Note: Make sure there are no blank lines between Fuchsia-Binary-Size: and other footers.

Compressed vs Uncompressed

The size metric we care about the most is the compressed size. This is an estimate of how large the Chrome-Fuchsia packages will be when delivered on device (actual compression can vary between devices, so the computed numbers may not be accurate). However, you may see the uncompressed and compressed size grow by different amounts (and sometimes the compressed size is larger than the uncompressed)!

This is due to how sizes are calculated and how the compression is done. The uncompressed size is exactly that: the size of the package before it is compressed.

Compression is done via the blobfs-compression tool, exported from the Fuchsia SDK. This compresses the file into a package that is ready to be deployed to the Fuchsia device. With the current (default) compression-mode, this compresses the package in page-sizes designed for the device and filesystem. Since each page is at least 8K, increments in the compressed size are always multiples of 8K with the current compression mode. So, if your change causes the previous compression page to go over the limit, you may see an 8K increase for an otherwise small change.

Large changes will increase more than a page‘s work (to at least 16K), which is why we only monitor 12K+ changes (12K isn’t possible due to the 8K page size) and not 8K+.

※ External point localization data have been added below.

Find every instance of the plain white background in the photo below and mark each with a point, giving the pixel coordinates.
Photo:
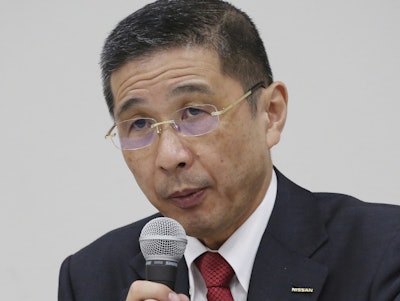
(63, 185)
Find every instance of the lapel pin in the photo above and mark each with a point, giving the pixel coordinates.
(302, 290)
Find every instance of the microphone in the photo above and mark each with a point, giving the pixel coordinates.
(163, 242)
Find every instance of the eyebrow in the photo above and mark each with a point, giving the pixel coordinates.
(190, 88)
(177, 91)
(131, 102)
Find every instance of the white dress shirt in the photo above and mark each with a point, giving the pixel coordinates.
(239, 250)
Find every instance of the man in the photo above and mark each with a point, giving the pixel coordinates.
(196, 114)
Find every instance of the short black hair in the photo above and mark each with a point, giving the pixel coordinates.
(166, 24)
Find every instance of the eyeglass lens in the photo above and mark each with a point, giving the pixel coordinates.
(189, 121)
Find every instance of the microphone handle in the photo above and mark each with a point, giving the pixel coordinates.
(162, 271)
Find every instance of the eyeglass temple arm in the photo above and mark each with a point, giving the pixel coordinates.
(247, 94)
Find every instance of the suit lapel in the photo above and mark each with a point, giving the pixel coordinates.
(283, 268)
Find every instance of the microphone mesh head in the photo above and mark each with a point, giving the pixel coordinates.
(163, 238)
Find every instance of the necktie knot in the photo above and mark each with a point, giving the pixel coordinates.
(217, 274)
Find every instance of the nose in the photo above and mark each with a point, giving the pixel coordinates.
(172, 153)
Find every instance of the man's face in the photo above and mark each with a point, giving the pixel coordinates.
(211, 183)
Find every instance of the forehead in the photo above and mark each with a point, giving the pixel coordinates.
(185, 70)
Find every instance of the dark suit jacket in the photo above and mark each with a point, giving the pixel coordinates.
(317, 246)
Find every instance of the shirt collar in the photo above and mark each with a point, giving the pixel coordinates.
(243, 243)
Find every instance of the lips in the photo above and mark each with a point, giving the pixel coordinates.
(187, 198)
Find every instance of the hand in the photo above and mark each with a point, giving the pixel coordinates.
(142, 290)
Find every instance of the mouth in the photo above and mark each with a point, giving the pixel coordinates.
(187, 198)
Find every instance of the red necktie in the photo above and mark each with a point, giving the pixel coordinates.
(217, 274)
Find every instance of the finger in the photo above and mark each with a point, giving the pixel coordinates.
(142, 290)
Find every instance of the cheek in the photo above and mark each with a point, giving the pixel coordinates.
(140, 169)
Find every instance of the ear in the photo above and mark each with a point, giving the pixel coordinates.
(275, 106)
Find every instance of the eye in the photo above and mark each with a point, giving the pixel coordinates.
(193, 113)
(139, 125)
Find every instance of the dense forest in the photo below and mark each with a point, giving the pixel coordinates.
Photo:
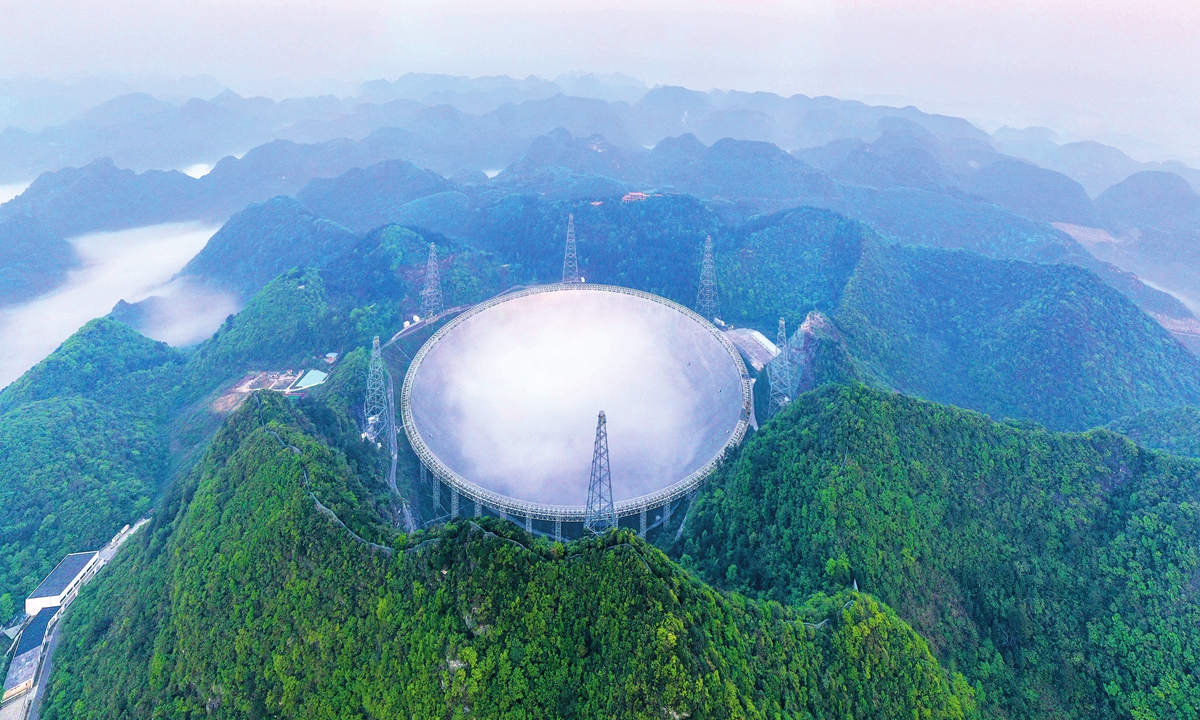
(244, 599)
(1057, 573)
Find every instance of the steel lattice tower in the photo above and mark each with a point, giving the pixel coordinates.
(780, 373)
(600, 513)
(431, 294)
(706, 299)
(570, 259)
(375, 406)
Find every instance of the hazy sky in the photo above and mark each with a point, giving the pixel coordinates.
(1096, 67)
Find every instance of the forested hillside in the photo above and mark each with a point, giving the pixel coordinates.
(1174, 430)
(1055, 571)
(83, 450)
(245, 600)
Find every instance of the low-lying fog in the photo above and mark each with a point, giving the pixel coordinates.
(11, 190)
(127, 264)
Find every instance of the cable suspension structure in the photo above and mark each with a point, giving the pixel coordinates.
(600, 513)
(431, 294)
(375, 406)
(779, 373)
(379, 413)
(706, 298)
(570, 258)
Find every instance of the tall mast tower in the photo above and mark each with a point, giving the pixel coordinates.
(779, 373)
(570, 261)
(375, 406)
(600, 513)
(431, 294)
(706, 299)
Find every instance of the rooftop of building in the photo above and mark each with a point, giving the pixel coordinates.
(35, 631)
(63, 574)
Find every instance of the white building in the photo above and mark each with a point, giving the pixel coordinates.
(61, 585)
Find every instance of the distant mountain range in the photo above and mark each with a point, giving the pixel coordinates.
(142, 132)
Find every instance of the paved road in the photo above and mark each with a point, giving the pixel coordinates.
(16, 711)
(47, 665)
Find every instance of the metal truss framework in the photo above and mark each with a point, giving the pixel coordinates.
(570, 258)
(706, 298)
(600, 514)
(779, 372)
(431, 294)
(375, 405)
(507, 505)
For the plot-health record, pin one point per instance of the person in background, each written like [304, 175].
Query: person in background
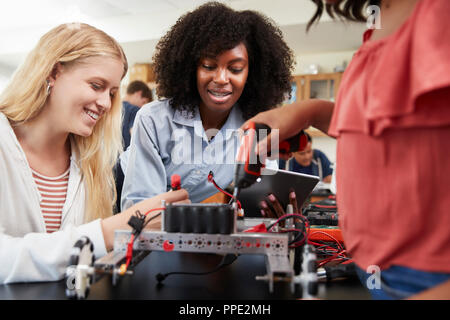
[216, 67]
[138, 94]
[310, 161]
[60, 126]
[391, 120]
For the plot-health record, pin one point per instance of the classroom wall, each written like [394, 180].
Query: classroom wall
[327, 145]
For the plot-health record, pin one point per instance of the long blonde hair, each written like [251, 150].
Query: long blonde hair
[26, 94]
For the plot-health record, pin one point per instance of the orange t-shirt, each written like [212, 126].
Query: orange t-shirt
[392, 122]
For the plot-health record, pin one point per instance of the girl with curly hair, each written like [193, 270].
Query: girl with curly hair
[60, 126]
[216, 67]
[391, 120]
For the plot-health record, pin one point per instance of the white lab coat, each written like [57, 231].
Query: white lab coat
[27, 252]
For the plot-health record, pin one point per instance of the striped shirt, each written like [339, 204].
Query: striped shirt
[53, 191]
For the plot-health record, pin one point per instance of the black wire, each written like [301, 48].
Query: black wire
[226, 261]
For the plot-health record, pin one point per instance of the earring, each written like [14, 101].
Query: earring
[49, 87]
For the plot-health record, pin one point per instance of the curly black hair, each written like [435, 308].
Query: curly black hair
[211, 29]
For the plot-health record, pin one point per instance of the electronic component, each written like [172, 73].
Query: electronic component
[248, 163]
[199, 218]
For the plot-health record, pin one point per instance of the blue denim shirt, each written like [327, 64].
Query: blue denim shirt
[166, 142]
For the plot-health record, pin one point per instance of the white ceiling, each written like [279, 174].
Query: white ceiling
[138, 24]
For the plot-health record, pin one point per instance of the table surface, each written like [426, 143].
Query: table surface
[236, 281]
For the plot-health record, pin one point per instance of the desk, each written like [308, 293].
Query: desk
[236, 281]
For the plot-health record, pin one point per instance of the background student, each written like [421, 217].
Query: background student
[60, 126]
[310, 161]
[216, 67]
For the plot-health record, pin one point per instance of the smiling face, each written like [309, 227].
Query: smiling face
[83, 93]
[221, 79]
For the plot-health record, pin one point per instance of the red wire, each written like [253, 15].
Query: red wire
[328, 236]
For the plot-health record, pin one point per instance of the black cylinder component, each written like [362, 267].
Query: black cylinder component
[199, 218]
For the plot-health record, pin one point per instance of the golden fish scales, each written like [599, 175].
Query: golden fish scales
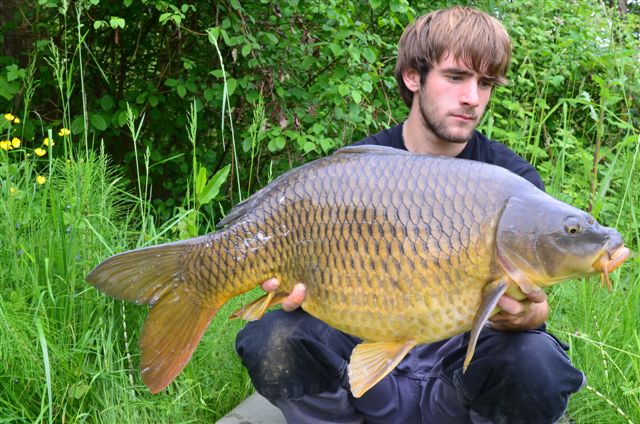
[395, 248]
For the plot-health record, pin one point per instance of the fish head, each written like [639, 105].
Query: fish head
[542, 241]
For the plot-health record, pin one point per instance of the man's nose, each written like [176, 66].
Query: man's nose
[470, 95]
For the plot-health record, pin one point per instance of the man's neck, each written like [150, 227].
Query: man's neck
[419, 139]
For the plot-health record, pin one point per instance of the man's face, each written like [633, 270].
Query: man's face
[452, 100]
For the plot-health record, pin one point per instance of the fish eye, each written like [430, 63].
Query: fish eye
[572, 226]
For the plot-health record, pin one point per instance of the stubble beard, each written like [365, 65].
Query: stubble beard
[440, 128]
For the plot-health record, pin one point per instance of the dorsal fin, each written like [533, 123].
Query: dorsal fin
[371, 149]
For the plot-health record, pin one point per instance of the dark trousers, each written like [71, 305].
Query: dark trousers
[300, 364]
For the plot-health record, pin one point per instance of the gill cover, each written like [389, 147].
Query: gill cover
[541, 241]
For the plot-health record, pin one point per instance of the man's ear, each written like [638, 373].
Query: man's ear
[411, 79]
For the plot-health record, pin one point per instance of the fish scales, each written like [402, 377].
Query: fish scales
[394, 248]
[335, 233]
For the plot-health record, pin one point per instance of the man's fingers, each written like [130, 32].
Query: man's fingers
[295, 298]
[537, 297]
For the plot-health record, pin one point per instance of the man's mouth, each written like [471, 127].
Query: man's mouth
[464, 116]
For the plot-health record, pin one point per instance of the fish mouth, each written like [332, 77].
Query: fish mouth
[609, 261]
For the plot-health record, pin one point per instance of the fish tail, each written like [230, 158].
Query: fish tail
[159, 276]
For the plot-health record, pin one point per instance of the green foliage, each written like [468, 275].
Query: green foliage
[248, 89]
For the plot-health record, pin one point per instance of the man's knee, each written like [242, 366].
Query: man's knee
[288, 354]
[520, 376]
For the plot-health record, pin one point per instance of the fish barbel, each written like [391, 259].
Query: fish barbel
[396, 248]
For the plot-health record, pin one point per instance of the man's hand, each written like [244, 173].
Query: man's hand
[295, 298]
[526, 314]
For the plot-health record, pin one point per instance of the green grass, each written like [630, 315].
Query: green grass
[67, 352]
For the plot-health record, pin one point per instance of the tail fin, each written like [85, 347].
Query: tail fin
[177, 318]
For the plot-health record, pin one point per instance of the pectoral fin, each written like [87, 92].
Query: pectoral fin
[256, 309]
[372, 361]
[490, 296]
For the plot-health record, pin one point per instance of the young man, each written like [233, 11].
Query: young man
[448, 63]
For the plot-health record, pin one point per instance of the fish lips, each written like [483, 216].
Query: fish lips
[613, 255]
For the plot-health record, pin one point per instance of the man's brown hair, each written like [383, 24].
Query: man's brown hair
[472, 36]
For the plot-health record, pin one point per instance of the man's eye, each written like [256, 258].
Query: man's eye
[486, 84]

Running a local binary-size check

If you want to check your changes impact to binary size locally (instead of against the trybot), do the following:

0. First time compiling Chrome-Fuchsia

Add the following to your .gclient config:

{
  # ... whatever you have here ...
  "solutions": [
    {
      # ...whatever you have here...
    }
  ],
  "target_os": [
    "fuchsia"
  ],
}

Then run gclient sync to add the fuchsia-sdk to your third_party directory.

1. GN Args

Set up a build directory with the following GN Args:

dcheck_always_on = false
is_debug = false
is_official_build = true
target_cpu = "arm64"
target_os = "fuchsia"
use_goma = true

2. Build

Build the fuchsia_sizes target:

autoninja -C <path/to/out/dir> fuchsia_sizes

3. Run the size script

Run the size script with the following command:

build/fuchsia/binary_sizes.py --build-out-dir <path/to/out/dir>

The size breakdown by blob and package will be given, followed by a summary at the end, for chrome_fuchsia, web_engine, and cast_runner. The number that is deployed to the device is the compressed version.

How to reduce your binary-size for Fuchsia

TODO(crbug.com/1296349): Fill this out.

Obvious regressions

Many new blobs

(shamelessly stolen from this doc, but looking for any tips on how to improve this for Fuchsia specifically)

Look at blobs and see that there aren't a huge number of blobs added in.

  • What does it mean if blobs are added in?
    • Something changed in the dependencies, causing new files to be pulled in.
  • Is there a way to reverse-engineer a blobs source?
    • Locales are language pack
    • Try searching BUILD files to see if the .so was included from somewhere in particular.

If All Else Fails

  • For help, email [chrome-fuchsia-team@google.com]. They're expert Chrome-Fuchsia developers!
  • Not all checks are perfect and sometimes you want to overrule the trybot (for example if you did your best and are unable to reduce binary size any further).
  • Adding a “Fuchsia-Binary-Size: $ANY_TEXT_HERE” footer to your cl (next to “Bug:”) will bypass the bot assertions.
    • Most commits that trigger the warnings will also result in Telemetry alerts and be reviewed by a binary size sheriff. Failing to write an adequate justification may lead to the binary size sheriff filing a bug against you to improve your cl.